1 Statistics Review (Optional)

## First, load the tidyverse package
## If the package is not installed, uncomment the next line and run the code chunk again
## install.packages("tidyverse")
library(tidyverse)

── Attaching packages ─────────────────────────────────────── tidyverse 1.3.1 ──

✔ ggplot2 3.4.2     ✔ purrr   1.0.1
✔ tibble  3.2.1     ✔ dplyr   1.1.2
✔ tidyr   1.3.0     ✔ stringr 1.5.0
✔ readr   2.1.4     ✔ forcats 1.0.0

── Conflicts ────────────────────────────────────────── tidyverse_conflicts() ──
✖ dplyr::filter() masks stats::filter()
✖ dplyr::lag()    masks stats::lag()

source("lib.R")

1.1 Probability

Imagine a game where you flip a single coin once. The possible outcomes are head (H) and tail (T). The set of all possible outcomes of the game is called the sample space of the experiment. We will denote this set with \Omega. For a single coin toss game, the sample space is \Omega = \{\text{heads}, \text{tails}\}.

Definition 1.1 (Probability) Let \Omega denote the sample space of a random experiment. Let A \subseteq \Omega and B \subset \Omega be two disjoint events (i.e. A \cap B = \varnothing). Disjoint events are events that cannot co-occur. A probability measure on this space has the following properties:

\begin{align} & P(A) \geq 0 \qquad \text{non-negativity}\\ & P(\Omega) = 1 \qquad \text{unit measure} \\ & P(A \cup B) = P(A) + P(B) \qquad \text{additivity} \end{align}

Theorem 1.1 (Probability of complementary sets) Let \Omega be a sample space, let A \subseteq \Omega be a subset of the sample space, and let \bar{A} = \Omega \setminus A be the complement of A in \Omega. Then the probability of the complementary set is given by:

P(A) = 1 - P(\bar{A})

Proof. For the proof note that A and \bar{A} are disjoint by definition (A \cap \bar{A} = \varnothing). Using the additivity of probability together with the unit probability of the sample space \Omega from Definition 1.1, it follows that:

\begin{align} P(A \cup \bar{A}) = P(A) + P(\bar{A}) \end{align} \begin{align} P(A \cup \bar{A}) & = P(\Omega) \\ P(A) + P(\bar{A}) & = 1 \implies \\ P(A) & = 1 - P(\bar{A}). \end{align}

Example 1.1 (Weather forecast) The weather forecast for the next day shows that it will be raining (A) with probability P(A) = 0.3. The sample space is \Omega = \{A, \bar{A}\} and the probability of not raining (\bar{A}) is then P(\bar{A}) = 1 - 0.3 = 0.7.

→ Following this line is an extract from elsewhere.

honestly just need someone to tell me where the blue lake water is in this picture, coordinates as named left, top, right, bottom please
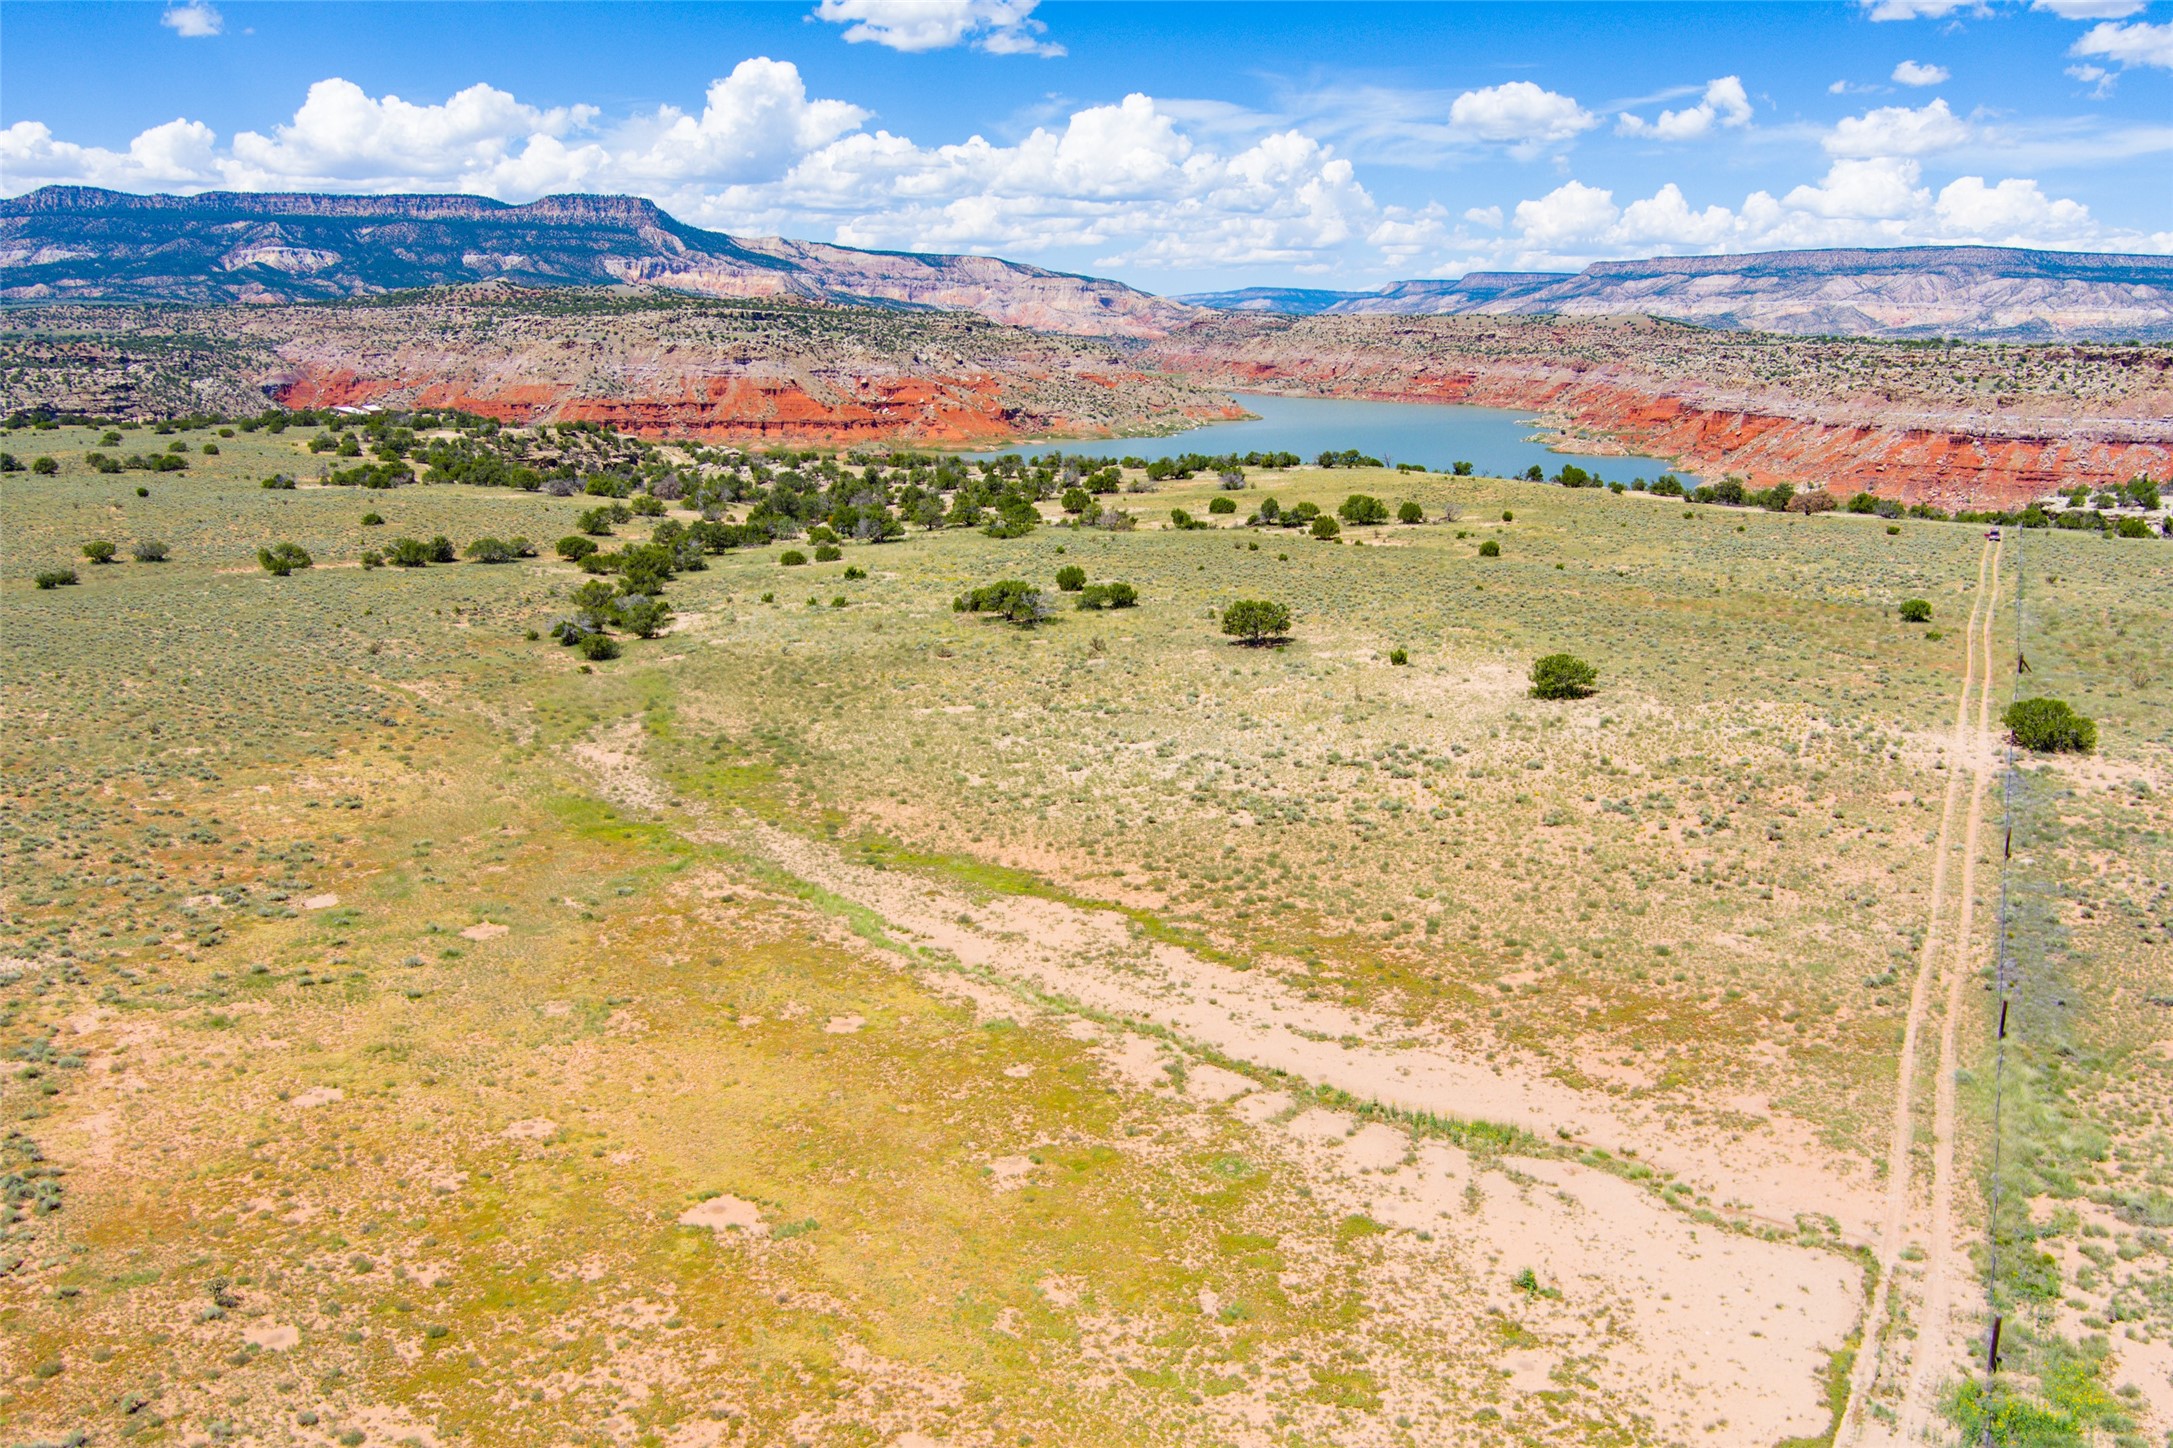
left=974, top=392, right=1690, bottom=485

Example 1.2 (Dice) In a game where you roll a (6-sided) dice once the sample space is \Omega = \{1, 2, 3, 4, 5, 6\}. Denote the outcome of a roll with X and assume that the probability of each outcome is equal: P(X = i) = 1 / 6, i = 1,2,\ldots,6. The probability of the event X = 1 is then P(X = 1) = 1/6. The probability of the event “outcome is not one” is P(X \neq 1) = P(X > 1) = 5 / 6.

See Bertsekas and Tsitsiklis (2008) (Chapter 1) for a more thorough treatment of the subject.

1.2 Discrete distributions

When we presented the axioms of probability we mentioned the concept of a sample space and probability. For the sake of brevity we will skip almost all of the set theoretic foundation of probability measures and will directly introduce the concept of a random variable.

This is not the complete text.